When the KLA first emerged in 1996, a year after the wars following the break-up of the former Yugoslavia had ended, the West denounced its attacks on the Yugoslav state as terrorism. Only two years later, however, the KLA received explicit endorsements from various Western powers and, as such, the world began to see it as the leading force in the struggle for the freedom of Kosovar Albanians; the CIA and SAS even helped train and arm its members. In a recent interview, Marty explained the West’s attitude at the time: “I think that the philosophy in the beginning was – and this is the expression used by American diplomats – the past is past; we need to look toward the future. As they saw it at the time, they had chosen the team that seemed most up to the task of controlling the local authorities. Political stability and political expediency outweighed the sense of justice, to put it simply.”

The new Council of Europe report – more extensive than any investigation to date – could throw off this US balancing act.

I spoke to Sir Ivor Roberts, British ambassador to Yugoslavia from 1994-1997, about the United States’ response. He admits that “These allegations… produced an inconvenient truth for those Western countries who had decided to support the KLA.”

That much is true. But if the Council of Europe report is not followed by criminal investigations, the United States may be able to sweep its alleged support for organ harvesters under the rug. According to Roberts, criminal investigations will be hard to justify until more evidence is collected to verify the report. He told me, “until a thorough investigation has been completed it is impossible to verify the extent to which these allegations prove to be accurate.”

The truth about what activities the KLA partook in will be extremely difficult to come by; in his report, Mr. Marty repeatedly cites the desperate need for effective witness protection in Kosovo. Of the forty witnesses who spoke up in the 2007 Hague trial of Kosovo’s former prime minister, none would testify in court and several were killed. EULEX, who would be in charge of a further investigation, has no agreements with other countries to which they could relocate witnesses. The threat of further investigation does not appear to worry the prime minister, who – despite claiming that the report was a fraud intended to discredit the KLA – has called for investigation by EULEX and promises his full cooperation. His claim that Kosovo’s government “looks forward to the cooperation of our international partners in ensuring that criminality has no place in Kosovo’s development”, is laughable for a man who has been open about his criminal past and is suspected of having a criminal present.

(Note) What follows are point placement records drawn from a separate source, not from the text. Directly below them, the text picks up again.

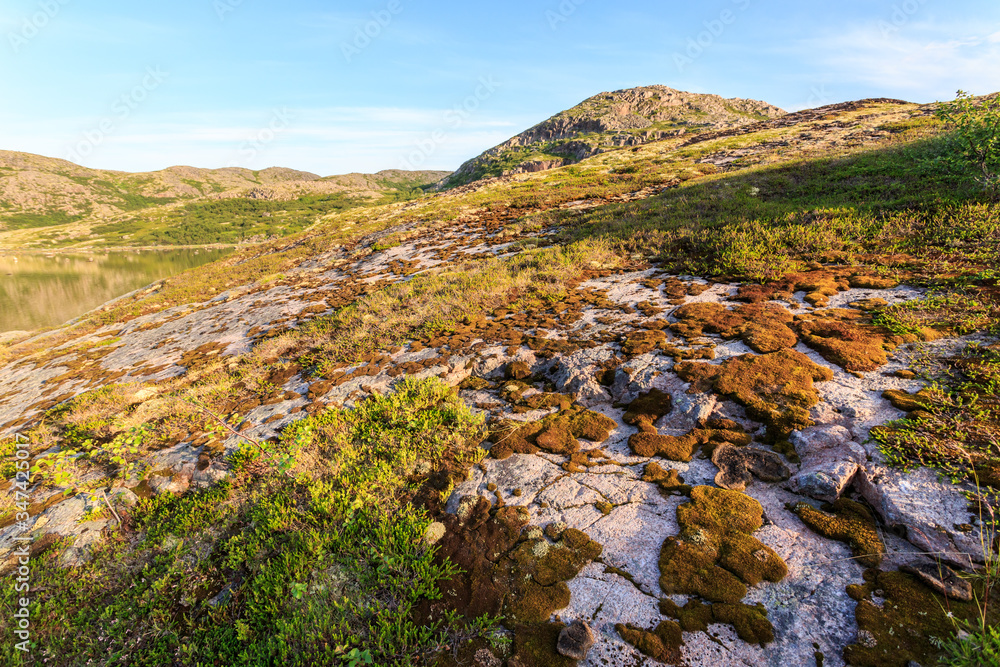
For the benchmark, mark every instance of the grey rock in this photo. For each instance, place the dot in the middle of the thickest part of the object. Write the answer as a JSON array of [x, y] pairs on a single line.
[[927, 507], [485, 658], [942, 579], [830, 461], [576, 640], [739, 465]]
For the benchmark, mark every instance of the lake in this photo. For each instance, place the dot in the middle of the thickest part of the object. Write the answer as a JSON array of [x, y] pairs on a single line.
[[47, 290]]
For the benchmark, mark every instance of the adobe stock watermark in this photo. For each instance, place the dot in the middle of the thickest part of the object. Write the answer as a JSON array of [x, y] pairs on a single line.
[[281, 120], [365, 34], [714, 29], [19, 486], [819, 96], [34, 24], [562, 13], [223, 7], [902, 14], [454, 118], [121, 110]]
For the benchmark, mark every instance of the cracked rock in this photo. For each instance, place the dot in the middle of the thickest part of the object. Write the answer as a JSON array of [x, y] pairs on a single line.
[[576, 640], [739, 465]]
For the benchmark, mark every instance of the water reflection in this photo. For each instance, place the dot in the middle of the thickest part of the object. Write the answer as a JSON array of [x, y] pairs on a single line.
[[42, 291]]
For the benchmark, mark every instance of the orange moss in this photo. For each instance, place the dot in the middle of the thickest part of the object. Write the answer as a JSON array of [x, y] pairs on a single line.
[[776, 389]]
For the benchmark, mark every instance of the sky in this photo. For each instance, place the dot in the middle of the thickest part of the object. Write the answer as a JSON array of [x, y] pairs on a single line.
[[366, 85]]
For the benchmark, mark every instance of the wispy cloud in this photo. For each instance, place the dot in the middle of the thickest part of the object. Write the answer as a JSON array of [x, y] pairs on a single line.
[[326, 141], [923, 61]]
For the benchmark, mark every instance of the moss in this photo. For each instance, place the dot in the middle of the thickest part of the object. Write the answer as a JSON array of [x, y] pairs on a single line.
[[641, 342], [904, 623], [907, 402], [645, 410], [669, 481], [776, 389], [662, 643], [738, 465], [872, 282], [762, 327], [475, 384], [557, 433], [715, 556], [694, 616], [675, 448], [518, 370], [846, 521], [852, 345], [535, 646], [750, 623]]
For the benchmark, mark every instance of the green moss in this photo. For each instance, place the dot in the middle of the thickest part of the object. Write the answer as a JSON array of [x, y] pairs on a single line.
[[535, 644], [662, 643], [846, 521], [762, 327], [907, 620], [715, 555], [643, 341], [557, 433], [668, 480], [647, 408], [776, 389]]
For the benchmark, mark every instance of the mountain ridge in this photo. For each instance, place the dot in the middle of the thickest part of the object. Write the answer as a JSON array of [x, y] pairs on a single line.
[[608, 120]]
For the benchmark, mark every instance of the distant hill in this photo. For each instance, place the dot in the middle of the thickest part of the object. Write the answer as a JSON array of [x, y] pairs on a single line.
[[621, 118], [70, 202]]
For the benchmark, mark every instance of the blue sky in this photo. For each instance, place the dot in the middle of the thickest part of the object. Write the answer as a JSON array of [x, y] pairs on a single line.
[[140, 86]]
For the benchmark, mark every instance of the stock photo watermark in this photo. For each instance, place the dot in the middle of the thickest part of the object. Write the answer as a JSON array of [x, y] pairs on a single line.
[[281, 120], [365, 34], [454, 118], [714, 29], [562, 13], [19, 486], [901, 15], [223, 7], [34, 24], [121, 109]]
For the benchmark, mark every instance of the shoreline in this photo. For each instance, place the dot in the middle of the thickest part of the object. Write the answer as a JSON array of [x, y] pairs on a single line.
[[4, 251]]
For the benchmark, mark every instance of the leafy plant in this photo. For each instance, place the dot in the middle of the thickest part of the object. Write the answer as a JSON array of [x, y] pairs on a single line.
[[977, 134]]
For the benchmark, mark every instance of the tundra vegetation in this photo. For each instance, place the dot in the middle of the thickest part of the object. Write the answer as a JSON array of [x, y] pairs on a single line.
[[323, 545]]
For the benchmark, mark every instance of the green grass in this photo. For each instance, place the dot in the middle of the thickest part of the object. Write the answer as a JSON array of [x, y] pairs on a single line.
[[32, 220], [320, 566]]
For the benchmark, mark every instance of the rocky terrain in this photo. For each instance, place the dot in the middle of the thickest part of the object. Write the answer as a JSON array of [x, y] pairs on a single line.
[[698, 401], [603, 122]]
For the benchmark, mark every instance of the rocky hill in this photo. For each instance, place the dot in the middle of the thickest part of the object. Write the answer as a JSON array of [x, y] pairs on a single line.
[[50, 203], [717, 399], [611, 120]]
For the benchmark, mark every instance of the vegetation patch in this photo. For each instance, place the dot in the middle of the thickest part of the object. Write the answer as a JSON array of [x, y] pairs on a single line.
[[902, 620], [776, 389], [715, 556], [954, 423], [849, 522]]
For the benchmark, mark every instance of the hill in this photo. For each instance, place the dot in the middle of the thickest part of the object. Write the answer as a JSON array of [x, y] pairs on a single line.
[[48, 203], [752, 371], [618, 119]]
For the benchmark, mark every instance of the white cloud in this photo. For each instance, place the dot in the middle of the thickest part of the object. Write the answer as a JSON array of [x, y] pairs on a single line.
[[325, 141], [919, 61]]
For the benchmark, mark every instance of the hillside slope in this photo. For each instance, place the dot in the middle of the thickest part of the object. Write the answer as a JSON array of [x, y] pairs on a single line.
[[723, 370], [49, 203], [628, 117]]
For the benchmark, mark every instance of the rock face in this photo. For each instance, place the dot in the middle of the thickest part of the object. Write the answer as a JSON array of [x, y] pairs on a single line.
[[611, 120], [830, 460], [576, 640]]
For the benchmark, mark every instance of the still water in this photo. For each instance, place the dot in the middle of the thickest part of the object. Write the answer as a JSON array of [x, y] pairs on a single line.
[[43, 291]]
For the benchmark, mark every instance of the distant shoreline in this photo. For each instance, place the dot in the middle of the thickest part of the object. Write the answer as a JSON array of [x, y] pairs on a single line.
[[98, 251]]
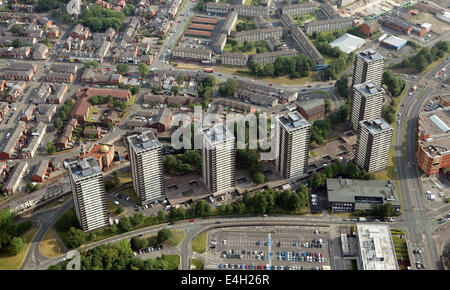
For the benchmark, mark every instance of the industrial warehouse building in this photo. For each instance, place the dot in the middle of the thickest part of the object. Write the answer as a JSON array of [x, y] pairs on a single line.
[[394, 42], [348, 195]]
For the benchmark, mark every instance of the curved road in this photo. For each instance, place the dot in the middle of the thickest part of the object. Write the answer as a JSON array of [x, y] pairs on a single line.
[[413, 210]]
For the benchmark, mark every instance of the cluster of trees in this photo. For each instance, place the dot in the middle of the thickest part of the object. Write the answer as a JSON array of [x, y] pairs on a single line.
[[393, 82], [341, 86], [388, 113], [133, 89], [185, 163], [138, 243], [10, 232], [33, 186], [51, 148], [321, 128], [271, 201], [199, 209], [122, 68], [121, 105], [64, 110], [91, 63], [113, 181], [296, 66], [17, 29], [426, 56], [336, 169], [228, 88], [246, 46], [143, 69], [248, 159], [116, 256], [128, 9], [206, 89], [45, 5], [99, 19]]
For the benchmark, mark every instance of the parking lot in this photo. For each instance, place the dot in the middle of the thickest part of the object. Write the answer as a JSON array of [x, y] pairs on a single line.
[[269, 248]]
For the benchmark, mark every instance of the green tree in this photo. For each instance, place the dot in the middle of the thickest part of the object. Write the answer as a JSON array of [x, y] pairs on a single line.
[[125, 224], [137, 243], [51, 148], [91, 63], [175, 90], [143, 69], [17, 29], [75, 238], [16, 246], [58, 123], [17, 43], [161, 216], [258, 177], [163, 235], [123, 68]]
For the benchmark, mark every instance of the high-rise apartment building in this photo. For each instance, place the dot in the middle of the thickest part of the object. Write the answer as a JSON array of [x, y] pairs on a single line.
[[145, 153], [374, 141], [89, 195], [293, 132], [368, 67], [367, 102], [218, 157]]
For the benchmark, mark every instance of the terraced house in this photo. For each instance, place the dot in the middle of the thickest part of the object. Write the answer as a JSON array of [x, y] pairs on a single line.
[[258, 34]]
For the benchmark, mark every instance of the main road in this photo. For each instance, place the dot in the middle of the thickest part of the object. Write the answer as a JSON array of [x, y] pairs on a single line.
[[413, 210]]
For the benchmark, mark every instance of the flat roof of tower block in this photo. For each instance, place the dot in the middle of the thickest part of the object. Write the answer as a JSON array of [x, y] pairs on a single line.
[[84, 168], [144, 141]]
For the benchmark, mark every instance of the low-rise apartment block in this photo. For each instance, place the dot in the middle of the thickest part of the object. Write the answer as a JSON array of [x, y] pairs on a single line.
[[244, 10], [298, 9], [328, 24], [258, 34], [433, 149], [269, 57], [217, 8], [219, 43], [306, 46], [192, 54], [234, 58], [328, 10]]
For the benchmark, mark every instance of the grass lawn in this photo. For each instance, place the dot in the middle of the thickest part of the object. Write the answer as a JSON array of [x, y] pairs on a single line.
[[280, 80], [390, 172], [196, 264], [177, 237], [187, 192], [131, 100], [8, 262], [172, 260], [130, 192], [199, 243], [50, 247], [124, 178], [112, 208]]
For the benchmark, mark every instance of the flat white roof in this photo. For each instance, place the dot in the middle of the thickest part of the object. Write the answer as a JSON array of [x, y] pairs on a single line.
[[376, 247], [348, 42], [395, 41]]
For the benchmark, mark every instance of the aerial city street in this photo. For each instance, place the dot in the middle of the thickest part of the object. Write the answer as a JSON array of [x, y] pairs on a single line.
[[224, 135]]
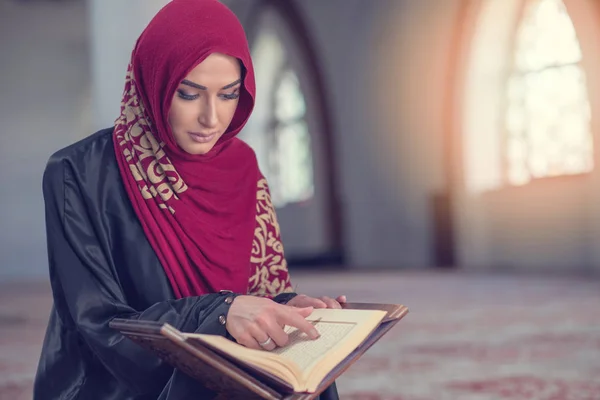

The United States may have planted democracy in Kosovo, but it has come at a heavy price. The international community must heed the Council of Europe’s advice and conduct a thorough investigation of the claims with all necessary measures, such as a functioning and reliable witness protection programme. Both the European Union and the United States must not hide this dark chapter of history for the sake of political expediency.